Un atterrissage jugé non autorisé à Bobo-Dioulasso a ravivé les tensions entre le Nigeria et les régimes militaires du Sahel, mettant en lumière des soupçons de manœuvres régionales et une méfiance croissante entre les deux camps, avec des implications directes sur la sécurité et la coopération dans la région.

Les autorités burkinabè ont relâché, mardi, onze officiers de l’armée nigériane arrêtés la veille après l’atterrissage d’un avion militaire dans la ville de Bobo-Dioulasso, un épisode qui a brièvement enflammé les relations déjà fragiles entre Abuja et les gouvernements du Sahel. Les militaires, composés de deux membres d’équipage et neuf passagers, voyageaient à bord d’un C-130 de la Nigerian Air Force (NAF) lorsqu’ils ont interrompu leur route vers le Portugal pour ce que le Nigeria qualifie de « panne technique ».

Du côté burkinabè, le récit est tout autre : l’appareil aurait pénétré dans l’espace aérien national sans autorisation, déclenchant une réaction immédiate des services de sécurité. Le ministre de l’Administration territoriale, Emile Zerbo, a évoqué une intervention « nécessaire » tant l’arrivée de l’avion « sans clearance » a surpris les autorités locales. L’Alliance des États du Sahel (AES), qui regroupe le Burkina Faso, le Mali et le Niger, a dénoncé dans la foulée une « violation de souveraineté », qualifiant l’incident « d’acte inamical » et plaçant ses forces aériennes en état d’alerte maximale.

Malgré cette rhétorique tendue, des sources sécuritaires burkinabè ont confié à la BBC que les officiers nigérians ont été interrogés, puis autorisés à repartir après vérifications. Le Nigeria, lui, a adopté un ton mesuré, parlant d’une diversion imposée par un « problème technique » conformément aux règles internationales de sécurité aérienne, tout en soulignant que son personnel avait été « traité avec courtoisie ».

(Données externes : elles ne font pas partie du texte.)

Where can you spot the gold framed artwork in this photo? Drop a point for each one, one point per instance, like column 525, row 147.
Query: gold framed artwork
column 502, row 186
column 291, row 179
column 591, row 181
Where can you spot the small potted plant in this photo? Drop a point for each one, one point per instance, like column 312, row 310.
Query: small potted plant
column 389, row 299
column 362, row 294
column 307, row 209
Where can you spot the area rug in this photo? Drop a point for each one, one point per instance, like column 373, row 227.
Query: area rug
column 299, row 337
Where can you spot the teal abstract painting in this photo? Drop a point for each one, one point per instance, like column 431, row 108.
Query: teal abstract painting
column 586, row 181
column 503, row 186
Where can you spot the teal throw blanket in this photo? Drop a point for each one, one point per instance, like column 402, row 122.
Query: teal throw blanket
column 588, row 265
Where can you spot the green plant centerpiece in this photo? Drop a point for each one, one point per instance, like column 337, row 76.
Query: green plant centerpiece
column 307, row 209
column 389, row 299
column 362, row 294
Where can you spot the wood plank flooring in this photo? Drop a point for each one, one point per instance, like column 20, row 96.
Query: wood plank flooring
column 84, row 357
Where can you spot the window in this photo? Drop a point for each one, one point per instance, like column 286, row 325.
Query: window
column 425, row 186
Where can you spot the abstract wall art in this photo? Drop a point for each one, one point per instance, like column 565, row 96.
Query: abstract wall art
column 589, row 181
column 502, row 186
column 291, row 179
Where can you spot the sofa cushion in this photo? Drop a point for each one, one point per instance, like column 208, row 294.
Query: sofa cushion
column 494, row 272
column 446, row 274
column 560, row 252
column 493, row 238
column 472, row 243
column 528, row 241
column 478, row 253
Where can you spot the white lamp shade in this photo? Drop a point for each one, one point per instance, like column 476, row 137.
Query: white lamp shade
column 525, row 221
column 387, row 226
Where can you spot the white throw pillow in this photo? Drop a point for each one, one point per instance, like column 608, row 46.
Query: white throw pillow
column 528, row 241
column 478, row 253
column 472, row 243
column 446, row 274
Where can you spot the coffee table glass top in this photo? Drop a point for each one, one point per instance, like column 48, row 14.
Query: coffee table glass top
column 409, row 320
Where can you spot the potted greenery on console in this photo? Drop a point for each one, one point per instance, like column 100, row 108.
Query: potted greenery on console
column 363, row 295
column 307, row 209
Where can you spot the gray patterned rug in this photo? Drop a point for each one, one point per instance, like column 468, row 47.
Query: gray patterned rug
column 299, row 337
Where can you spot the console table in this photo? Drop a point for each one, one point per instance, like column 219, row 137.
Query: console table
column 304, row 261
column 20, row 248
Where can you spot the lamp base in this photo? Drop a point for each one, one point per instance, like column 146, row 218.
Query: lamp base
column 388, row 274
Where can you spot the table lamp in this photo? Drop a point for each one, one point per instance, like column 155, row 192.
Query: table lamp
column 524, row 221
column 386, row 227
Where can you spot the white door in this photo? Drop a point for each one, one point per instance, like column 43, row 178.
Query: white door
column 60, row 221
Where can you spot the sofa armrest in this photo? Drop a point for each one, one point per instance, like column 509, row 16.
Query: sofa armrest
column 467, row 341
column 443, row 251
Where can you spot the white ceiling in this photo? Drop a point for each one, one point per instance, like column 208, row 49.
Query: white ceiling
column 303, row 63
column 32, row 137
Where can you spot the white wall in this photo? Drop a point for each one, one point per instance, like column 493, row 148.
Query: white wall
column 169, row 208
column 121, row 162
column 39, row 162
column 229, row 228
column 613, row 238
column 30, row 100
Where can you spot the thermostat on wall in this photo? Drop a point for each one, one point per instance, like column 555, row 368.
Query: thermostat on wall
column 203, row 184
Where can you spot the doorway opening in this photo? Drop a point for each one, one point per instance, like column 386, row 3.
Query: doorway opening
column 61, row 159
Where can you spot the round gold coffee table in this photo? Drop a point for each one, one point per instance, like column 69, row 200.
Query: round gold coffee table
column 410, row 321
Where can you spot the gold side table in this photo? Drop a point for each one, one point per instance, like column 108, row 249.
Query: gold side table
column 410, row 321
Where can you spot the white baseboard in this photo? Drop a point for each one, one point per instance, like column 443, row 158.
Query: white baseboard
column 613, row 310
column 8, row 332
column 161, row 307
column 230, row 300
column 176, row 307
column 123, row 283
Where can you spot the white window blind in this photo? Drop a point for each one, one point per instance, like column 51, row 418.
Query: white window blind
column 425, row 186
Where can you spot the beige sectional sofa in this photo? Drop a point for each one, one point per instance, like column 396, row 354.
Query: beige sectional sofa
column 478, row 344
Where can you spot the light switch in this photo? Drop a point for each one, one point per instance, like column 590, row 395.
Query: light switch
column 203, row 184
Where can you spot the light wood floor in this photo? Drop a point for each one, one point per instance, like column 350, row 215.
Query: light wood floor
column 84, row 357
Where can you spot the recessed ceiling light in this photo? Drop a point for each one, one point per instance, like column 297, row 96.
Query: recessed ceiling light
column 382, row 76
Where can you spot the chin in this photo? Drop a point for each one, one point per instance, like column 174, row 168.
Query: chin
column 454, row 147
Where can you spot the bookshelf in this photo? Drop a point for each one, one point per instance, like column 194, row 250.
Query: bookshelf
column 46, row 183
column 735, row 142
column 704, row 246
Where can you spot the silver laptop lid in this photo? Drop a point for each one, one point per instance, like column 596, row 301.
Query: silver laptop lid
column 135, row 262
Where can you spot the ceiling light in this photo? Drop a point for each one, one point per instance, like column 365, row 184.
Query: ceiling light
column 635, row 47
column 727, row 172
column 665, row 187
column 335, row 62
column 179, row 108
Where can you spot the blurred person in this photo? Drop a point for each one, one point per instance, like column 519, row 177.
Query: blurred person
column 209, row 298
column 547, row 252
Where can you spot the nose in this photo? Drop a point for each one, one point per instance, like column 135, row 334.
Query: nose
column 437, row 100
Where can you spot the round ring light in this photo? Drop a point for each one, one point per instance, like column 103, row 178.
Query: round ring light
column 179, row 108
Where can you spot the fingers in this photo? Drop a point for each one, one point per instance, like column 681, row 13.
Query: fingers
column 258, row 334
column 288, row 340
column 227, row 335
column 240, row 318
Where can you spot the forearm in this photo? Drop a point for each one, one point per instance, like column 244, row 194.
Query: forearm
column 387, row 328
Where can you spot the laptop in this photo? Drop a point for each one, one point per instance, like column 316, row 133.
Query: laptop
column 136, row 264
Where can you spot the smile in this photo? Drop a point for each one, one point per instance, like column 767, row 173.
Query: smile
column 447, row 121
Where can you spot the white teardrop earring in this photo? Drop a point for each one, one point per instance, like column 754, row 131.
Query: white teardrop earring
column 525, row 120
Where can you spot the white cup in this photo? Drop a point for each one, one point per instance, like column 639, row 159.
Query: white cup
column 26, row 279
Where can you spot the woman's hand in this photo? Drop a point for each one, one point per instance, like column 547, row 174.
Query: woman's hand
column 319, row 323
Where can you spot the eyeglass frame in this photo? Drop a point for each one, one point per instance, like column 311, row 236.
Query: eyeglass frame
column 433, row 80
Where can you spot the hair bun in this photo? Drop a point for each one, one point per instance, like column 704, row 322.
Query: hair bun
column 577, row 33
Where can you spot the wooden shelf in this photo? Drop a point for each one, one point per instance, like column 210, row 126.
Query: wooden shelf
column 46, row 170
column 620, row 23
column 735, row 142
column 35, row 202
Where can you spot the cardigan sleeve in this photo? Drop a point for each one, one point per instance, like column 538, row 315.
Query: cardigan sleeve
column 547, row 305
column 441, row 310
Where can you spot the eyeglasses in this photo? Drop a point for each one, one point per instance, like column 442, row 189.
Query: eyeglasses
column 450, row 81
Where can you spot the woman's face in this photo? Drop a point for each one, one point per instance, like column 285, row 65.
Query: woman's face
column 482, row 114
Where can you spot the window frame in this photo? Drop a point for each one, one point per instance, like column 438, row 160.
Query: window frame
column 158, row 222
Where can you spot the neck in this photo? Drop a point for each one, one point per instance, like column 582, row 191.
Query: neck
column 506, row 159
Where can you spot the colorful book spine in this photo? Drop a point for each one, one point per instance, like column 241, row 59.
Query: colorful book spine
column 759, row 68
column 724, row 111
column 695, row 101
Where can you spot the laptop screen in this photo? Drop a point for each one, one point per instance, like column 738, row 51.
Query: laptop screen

Cet incident survient dans un contexte de relations glaciales entre Abuja et les juntes de la région. Depuis leur rupture avec la CEDEAO — accusée de suivre les orientations du Nigeria — les États du Sahel ont resserré leur coopération militaire, se sont éloignés de plusieurs partenaires occidentaux et se sont rapprochés de la Russie. Les trois pays reprochent aussi au Nigeria de s’impliquer excessivement dans la gestion des risques de coups d’État, notamment au Bénin.

La méfiance s’étend désormais jusqu’aux frontières : au Niger, les autorités ont annoncé de nouvelles mesures obligeant tout bien provenant du Nigeria à être inspecté avant de poursuivre sa route. « Pour des raisons de sécurité, tous les produits doivent être déchargés et contrôlés », a précisé le colonel Mohamed Yacouba Siddo, évoquant des inquiétudes liées aux mouvements militaires dans la région.

Si l’épisode du C-130 s’est finalement conclu sans incident majeur, il illustre le climat électrique qui domine aujourd’hui les relations entre le Nigeria et ses voisins dirigés par des régimes militaires. Dans un Sahel déjà fragilisé par l’insécurité, chaque geste, chaque déplacement, chaque vol non signalé semble désormais susceptible de rallumer la braise.